Zdecydowany entuzjazm wzbudził natomiast bagażnik: zarówno pod względem pojemności, jak i kształtu. Dużym atutem w oczach testujących okazała się również praktyczna płaszczyzna podłogi po rozłożeniu foteli. Nie przypadł im natomiast do gustu brak rolety w bagażniku.Układ napędowy - Ten, kto decyduje się na Freemonta, nie szuka samochodu wyścigowego. Okazuje się jednak, że moc jaką, zapewnia (170 KM), wystarcza do dynamicznego poruszania się po drogach oraz bezpiecznego wyprzedzania. Oznacza także dobrą elastyczność przy obrotach przekraczających 2000/min.Kolejnym silnym punktem Freemonta okazała się cicha praca zawieszenia i przyjemny dźwięk silnika. I to niezależnie od prędkości jazdy.

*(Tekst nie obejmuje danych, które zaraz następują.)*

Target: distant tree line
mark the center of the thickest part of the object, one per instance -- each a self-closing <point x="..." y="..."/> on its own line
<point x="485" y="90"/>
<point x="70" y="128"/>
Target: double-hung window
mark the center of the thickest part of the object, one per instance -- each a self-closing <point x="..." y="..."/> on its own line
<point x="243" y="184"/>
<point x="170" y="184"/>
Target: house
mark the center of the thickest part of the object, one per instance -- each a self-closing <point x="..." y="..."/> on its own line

Nasi testerzy musieli jedynie chwilę przyzwyczajać się do skrzyni biegów. Ryszard uznał biegi 1-4 za dość wąsko zestopniowane, a „jedynkę” jako zdecydowanie krótką. To ostatnie okazało się jednak pomocne przy jeździe w korkach oraz podjeżdżaniu na większe wzniesienia. Układ jezdny - Niewątpliwym zaskoczeniem dla testujących okazały się układ kierowniczy i zwrotność, które jak na taką masę, ocenione zostały wyjątkowo wysoko. Układ kierowniczy nasi testerzy uznali za lekki, ale nie tracący przy tym nic ze swej precyzji. Duży plus przyznali także zawieszeniu. Okazało się, że pomimo swych gabarytów Freemont gwarantuje łagodne pokonywanie wszelkich drogowych niespodzianek, nie wyłączając kocich łbów. Ania i Ryszard mieli chwilami wręcz wrażenie jazdy „po poduszce powietrznej” – komfortowo i cicho zarazem. Jazda Fiatem zapewniła im także poczucie bezpieczeństwa.Koszty i gwarancja - Za najbardziej przydatny element nasi podróżnicy uznali wielostrefową klimatyzację. Niemniej istotnymi okazały się dla nich bezkluczykowy system otwierania i zapłonu, a także obecność portu USB, oraz wysoka jakość dźwięku. Zabrakło im natomiast ksenonów i wspomnianej już wcześniej rolety w bagażniku. Zużycie paliwa ukształtowało się na poziomie 6,5l /100km. Przy częstym wykorzystywaniu pełnej mocy silnika należy to jednak uznać za wynik bardzo pozytywny.
PODSUMOWANIE - Zalety, za sprawą których zdecydowanie polecamy to auto, to przede wszystkim niskie spalanie, wygoda foteli i komfort podróżowania na długich trasach. Freemont to wymarzony samochód do szeroko rozumianej turystyki.